このように一見デメリットがないように見えるPaaSも、実はいくつかの懸念を抱えています。そのひとつがセキュリティリスクです。情報システムに高度なセキュリティ要件が課されるようになり、オンプレミス型の環境であってもセキュリティ対策は難しいもの。ましてや現物が手元にないクラウド環境であれば、利用者が心配するのも無理はないといえるでしょう。

そこで、PaaSを含めたクラウドサービスのセキュリティ対策について具体的に考えていきます。

責任範囲があいまいになりがち

PaaSを含めたクラウドサービスは、実際にハードウェアやソフトウェアを所有するわけではなく、あくまで「利用」です。そのため、クラウドサービスを提供する事業者と利用者側で、セキュリティに関する責任範囲の明確化が必要になります。

特にネットワークに関するセキュリティは責任分担が難しく、一体どこからが利用者側の責任となるのか、不明瞭なケースがあります。シンプルに切り分けるのであれば、利用者側が自らのLAN環境内において責任を負い、そのほかのネットワークについては事業者側の責任とする、という考え方になるでしょう。

しかしPaaSにおいては、実際に環境を利用しているユーザー側の過失によるトラブルも考えられるため、簡単に線引きができないこともあります。問題が起こったとき、利用者と事業者間のトラブルを防ぐためにも、SLAで責任範囲の境界線を明確にしておくことが大切です。

仮想化技術ゆえのセキュリティ対策

PaaSをはじめとしたクラウドサービスは、その根底に仮想化技術があります。この仮想化技術ですが、セキュリティという観点から考えるとオンプレミス型とは違う対策が必要になります。

まず、PaaSの多くは共有型で、ITインフラを複数の仮想環境で共有することで成立しています。つまり、同じ資源を他社や他部署と共有していることに他なりません。そうなると、組織間の情報漏洩リスクが高まるのではないかという指摘があります。次に、仮想環境上のOSは、それぞれの環境を束ねて管理する「ホストOS」が存在し、悪意をもった第三者がこのホストOSを乗っ取った場合、その下に連なる仮想環境のOSは、悪意を持った侵入者に管理権限を奪われ、操作不能に陥るかもしれません。

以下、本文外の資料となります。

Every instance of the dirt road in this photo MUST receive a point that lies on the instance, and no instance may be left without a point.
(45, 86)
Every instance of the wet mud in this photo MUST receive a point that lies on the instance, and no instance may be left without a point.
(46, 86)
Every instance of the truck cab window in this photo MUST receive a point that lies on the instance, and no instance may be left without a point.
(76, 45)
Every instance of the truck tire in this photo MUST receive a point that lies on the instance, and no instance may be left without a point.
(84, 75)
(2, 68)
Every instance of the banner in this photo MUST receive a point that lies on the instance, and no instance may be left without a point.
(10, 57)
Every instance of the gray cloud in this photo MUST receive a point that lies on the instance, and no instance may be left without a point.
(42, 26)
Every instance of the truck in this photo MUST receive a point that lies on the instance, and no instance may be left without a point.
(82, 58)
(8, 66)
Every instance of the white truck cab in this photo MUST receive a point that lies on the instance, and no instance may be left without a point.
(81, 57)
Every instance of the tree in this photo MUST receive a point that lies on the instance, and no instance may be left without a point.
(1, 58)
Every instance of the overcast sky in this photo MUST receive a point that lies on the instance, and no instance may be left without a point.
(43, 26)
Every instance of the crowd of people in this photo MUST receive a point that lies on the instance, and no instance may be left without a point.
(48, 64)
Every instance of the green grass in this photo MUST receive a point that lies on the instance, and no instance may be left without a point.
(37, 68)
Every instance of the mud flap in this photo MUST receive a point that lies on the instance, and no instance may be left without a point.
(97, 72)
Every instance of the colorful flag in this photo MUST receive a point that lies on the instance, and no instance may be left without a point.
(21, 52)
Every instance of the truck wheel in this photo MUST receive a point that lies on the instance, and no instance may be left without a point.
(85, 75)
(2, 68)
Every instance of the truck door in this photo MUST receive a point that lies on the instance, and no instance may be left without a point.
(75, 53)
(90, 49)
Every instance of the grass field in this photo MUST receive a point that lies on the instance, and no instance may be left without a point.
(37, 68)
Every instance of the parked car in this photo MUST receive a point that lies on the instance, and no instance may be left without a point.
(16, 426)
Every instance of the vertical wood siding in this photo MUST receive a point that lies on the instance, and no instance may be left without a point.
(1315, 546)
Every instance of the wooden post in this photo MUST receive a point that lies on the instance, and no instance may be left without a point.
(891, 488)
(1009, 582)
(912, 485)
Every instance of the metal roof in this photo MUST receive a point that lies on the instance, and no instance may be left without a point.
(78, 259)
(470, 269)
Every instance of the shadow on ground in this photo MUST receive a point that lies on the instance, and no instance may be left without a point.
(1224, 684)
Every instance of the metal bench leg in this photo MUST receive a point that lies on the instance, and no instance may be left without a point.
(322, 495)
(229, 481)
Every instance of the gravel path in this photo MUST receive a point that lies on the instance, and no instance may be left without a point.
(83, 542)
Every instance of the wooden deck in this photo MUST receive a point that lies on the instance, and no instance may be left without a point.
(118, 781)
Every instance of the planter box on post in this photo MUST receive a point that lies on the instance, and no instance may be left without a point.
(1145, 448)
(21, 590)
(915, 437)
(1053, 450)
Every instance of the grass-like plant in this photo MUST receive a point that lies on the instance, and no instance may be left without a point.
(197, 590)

このように仮想化技術だからこその心配については、事業者側が対策を講じていることがほとんどですが、利用者側としてもしっかりと把握しておく必要があるでしょう。

クラウド導入はコストとセキュリティのバランスが大切!

クラウドサービスはどうしてもオンプレミス型に比べてセキュリティを心配しがちですが、圧倒的な導入コストの低さが魅力でもあります。セキュリティに対する要求が高いシステムをクラウド化するときには、対策にかかる費用も勘案して細心の注意を払いたいものです。

導入時にはコストとセキュリティのバランスを考えながら、シミュレーションを実施することが大切です。